When Pill Splitting Isn't Safe
There are limits to the wonders that you and your pill splitter can achieve. Many medicines, because of their ingredients or design, cannot be split safely.
So what drugs shouldn't be split?
Drugs with an enteric coating, designed to protect the stomach. Once split, the interior of the pill could irritate the stomach, leading to potentially serious problems.
Drugs that are time-release or long-acting. Cutting the pill destroys the time-release effect, which means you could get too much of the medicine too quickly. "If you split a pill that has a long-acting release, you could conceivably get an overdose," says Sagall.
- Drugs taken more often than once a day. Drugs that work best with pill splitting are usually taken once a day. They last a while in the body. Why is this important? Even if you're careful when splitting pills, you won't always get it quite right. Sometimes one half will be a bit bigger than the other. But if the drug lasts a long time in the body, these variations won't matter. The amount of medicine in your body at any given time stays pretty level. That's not true with drugs that are taken several times a day, since the body processes them quickly. The amount of the medication in your system will fluctuate more dramatically: too little one day and too much the next.
Drugs in capsules.
- Prepackaged drugs in specific doses, like birth control pills.
Other Pill-Splitting Risks
Splitting the wrong sort of pills isn't the only risk. Another danger lies with the person who's splitting them: what if he or she isn't doing it correctly?
For instance, a person might not split the pill evenly, resulting in two pieces with very different dosages. Or he or she might use a dull blade which crushes the pill as it splits it, leaving too much of the medicine as powder on the bathroom counter, and too little for the body. Or, what if a person taking multiple medications gets confused and starts splitting the wrong pills?
Because of the potential problems, some experts recommend that patients should not split pills themselves. Instead, they say, the pill splitting should be done by a pharmacist.
However, some proponents of pill splitting find these precautions excessive. And they point out that studies of patient pill splitting have not shown any of these potential problems to be issues. For instance, a 2007 study looked at 200 people using statins to control cholesterol. The researchers found that, after six months of splitting pills, the group:
- Was just as likely to take their medicine as they were before.
- Had equally successful control of their cholesterol levels as they did before.

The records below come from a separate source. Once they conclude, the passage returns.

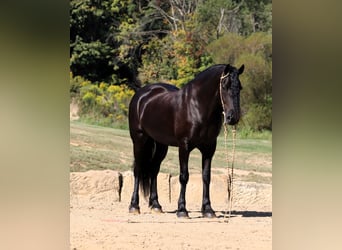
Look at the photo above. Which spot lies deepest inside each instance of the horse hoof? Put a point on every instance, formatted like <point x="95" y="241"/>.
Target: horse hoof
<point x="209" y="215"/>
<point x="156" y="210"/>
<point x="134" y="210"/>
<point x="183" y="214"/>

That said, some people have physical or cognitive problems that could interfere with their ability to split pills. Experts say that you shouldn't split pills on your own if you have:
Is Pill Splitting Worth It?
It might not surprise you that some of the most enthusiastic supporters of pill splitting have been HMOs anxious to cut costs. One insurer allegedly made pill cutting mandatory for patients taking certain drugs, a practice condemned by the American Medical Association and other organizations. After a class action lawsuit, health plans now stress that pill-splitting programs are optional.

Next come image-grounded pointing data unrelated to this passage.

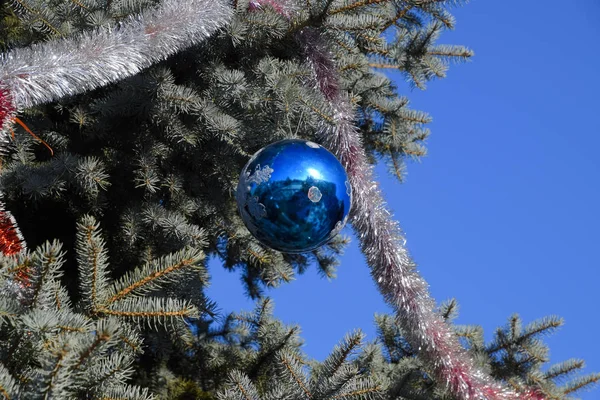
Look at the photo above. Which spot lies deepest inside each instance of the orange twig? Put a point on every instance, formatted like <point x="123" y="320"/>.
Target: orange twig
<point x="18" y="121"/>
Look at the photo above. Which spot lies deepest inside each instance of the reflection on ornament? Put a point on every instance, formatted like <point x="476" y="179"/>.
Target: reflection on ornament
<point x="314" y="194"/>
<point x="294" y="196"/>
<point x="10" y="237"/>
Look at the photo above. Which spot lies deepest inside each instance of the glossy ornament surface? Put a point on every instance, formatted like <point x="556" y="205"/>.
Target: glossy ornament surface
<point x="294" y="195"/>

Nonetheless, institutional pill splitting is becoming more common. In 2006, the University of Michigan started a pill-splitting program. In the first year, the university saved $195,000, and members saved over $25,000 in the costs of their drugs. One insurer, UnitedHealth Group, says that members can save up to $300 per year using its pill-splitting program.
While there's no doubt pill splitting can save money on prescription drugs, you need to consider whether it's worth it for you. As always, the key is to talk to your doctor and go over the pros and cons. Some people might be uncomfortable with the idea, or it might seem like too much of a hassle. If that's the case, don't let yourself get pushed into it. But for many people, pill splitting offers a two-for-one bargain that's far too good to pass up.